Я замер, ожидая его решения.
– Пусть будет так! – кивнул Спешнев. – Свою полезность как фельдшера вы доказали. Я чувствую себя лучше, помогло ваше лечение. А теперь узнал, что стреляете изрядно и вообще храбрец. В одиночку убить трех кавалеристов! За такое крест дают. Оставайтесь, Платон Сергеевич, буду рад.
– Благодарю! – поклонился я.
– Отдыхайте.
Я повернулся и отправился к кострам. Далеко, впрочем, не ушел. Меня перехватил Синицын.
– Дельце есть, Платон Сергеевич! – сказал, подмигнув.
Он отвел меня на край поляны, где у разостланных на траве шинелей топтались три унтера и каптенармус. Ротная аристократия собралась. Офицеры – они ведь сверху, в обыденную жизнь подразделения не вмешиваются, всем заправляют фельдфебель с унтерами. Маловато их здесь, так и рота неполная – едва треть после боя уцелела.

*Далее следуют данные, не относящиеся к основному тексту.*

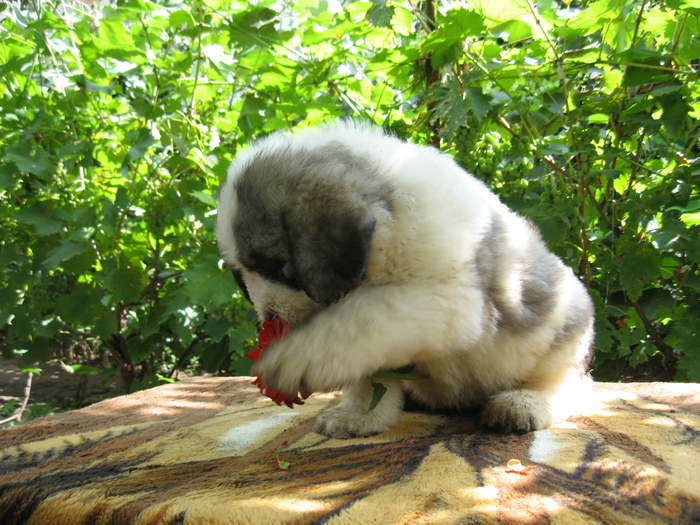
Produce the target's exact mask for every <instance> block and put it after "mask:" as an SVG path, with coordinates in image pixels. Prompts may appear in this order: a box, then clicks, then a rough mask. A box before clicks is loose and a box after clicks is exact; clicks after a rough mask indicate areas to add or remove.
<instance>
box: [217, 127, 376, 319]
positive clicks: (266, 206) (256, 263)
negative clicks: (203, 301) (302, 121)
mask: <svg viewBox="0 0 700 525" xmlns="http://www.w3.org/2000/svg"><path fill="white" fill-rule="evenodd" d="M316 138H317V139H318V140H314V136H312V137H311V140H310V139H309V138H308V137H306V138H305V140H304V141H303V142H302V141H300V140H298V139H296V140H295V136H287V135H281V134H280V135H274V136H272V137H269V138H268V139H265V140H263V141H261V142H260V143H258V144H256V145H255V146H253V147H252V148H250V149H249V150H248V151H246V152H245V153H244V154H243V155H242V156H241V157H240V158H239V159H237V160H236V161H234V162H233V164H232V165H231V168H230V169H229V174H228V178H227V180H226V182H225V184H224V186H223V187H222V189H221V193H220V195H219V207H218V217H217V239H218V242H219V246H220V248H221V253H222V255H223V257H224V260H225V261H226V262H227V263H228V264H229V265H230V266H231V268H232V269H233V270H234V275H236V277H237V281H238V282H239V286H241V288H242V290H244V293H246V294H247V296H248V298H249V299H250V300H251V302H252V303H253V305H254V306H255V309H256V311H257V313H258V316H259V317H260V318H261V319H263V318H271V317H280V318H281V319H282V320H283V321H285V322H287V323H290V324H297V323H300V322H303V321H304V320H305V319H307V318H308V317H309V316H310V315H311V314H313V312H315V311H316V310H318V309H320V308H322V307H324V306H327V305H329V304H332V303H335V302H337V301H339V300H340V299H342V298H343V297H344V296H345V295H346V294H347V293H349V292H350V291H352V290H353V289H354V288H356V287H357V286H359V285H360V283H361V282H362V279H363V275H364V272H365V267H366V265H367V259H368V257H369V253H370V249H371V243H372V235H373V232H374V228H375V223H376V219H375V215H374V213H373V208H374V207H376V206H382V205H384V193H385V188H384V187H383V184H382V182H381V181H380V178H379V177H378V176H377V173H376V168H375V167H374V166H373V165H372V163H371V162H369V161H367V160H365V159H363V158H362V157H360V156H358V155H357V154H354V153H352V152H351V151H350V150H349V149H348V148H347V147H345V146H343V145H342V144H340V143H339V142H327V141H325V142H324V141H323V140H322V139H321V136H320V135H318V136H316Z"/></svg>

При виде нас «аристократы» расступились. Итак, что тут у нас? Три седла и три парных саквы[19]. Содержимое последних вытряхнуто на шинели и даже аккуратно разложено. Какое-то тряпье, жестяные коробки, ножи с костяными ручками, патронные сумки, манерки и кошельки. Оружие: три сабли, одно ружье – короткое, ствол толстый с раструбом. Кавалерийский тромблон, заряжается картечью, удобно стрелять на скаку. Если бы гусар жахнул из него в меня… Я невольно поежился. Еще на шинели лежали шесть пистолетов, сбоку стояли три пары сапог.
– С гусар сняли, – пояснил фельдфебель. – Ты их убил, значит – твое.
Все пятеро уставились на меня. Ага! Застрели гусар егеря, трофеи пошли бы роте. Я же в штате не состою…
– А кони? – спросил я. – Живые хоть?
– Отощали малость, – сообщил каптенармус, – овсом бы подкормить. Но ехать можно, ежели одному и пересаживаться.
И вновь взгляды. Проверка на вшивость. Сейчас барин затребует лошадей, сядет в седло, возьмет на повод заводного коня и, груженный трофеями, поскачет прочь. До первого аванпоста – русского или французского. Французы – те застрелят сразу, русские немного помучат и признают шпионом – с тем же результатом.
Подумав, я подобрал с шинели манерку. Судя по весу, полная. Я стащил в горловины стакан и понюхал. Ого! Коньяк – вернее, бренди. Не получил он здесь еще свое знаменитое имя. Я напустил в стакан светло-коричневой жидкости и сделал глоток. Ароматная жидкость провалилась в желудок, внутри сразу потеплело.
– Угощайтесь, Аким Потапович! – протянул стакан фельдфебелю.
Тот взял стакан и осторожно глотнул.
– Скусно! – заключил и передал стакан стоявшему рядом каптенармусу. – Мягкая, и горло не дерет.
– Из вина гонят, – пояснил я. – Бренди называется.
Стакан пошел по рукам. Остатки допил младший унтер, стоявший с краю, который и вернул стакан мне. Я надел его на горловину манерки.
– У меня для вас объявление, Аким Потапович и господа унтер-офицеры. Имел разговор с Семеном Павловичем, и он дал мне дозволение остаться при роте вне штата.
Показалось, или лица унтер-офицеров приняли довольное выражение?
– В связи с чем прошу принять меня в артель[20], а трофеи взять в совместное имущество. Согласны?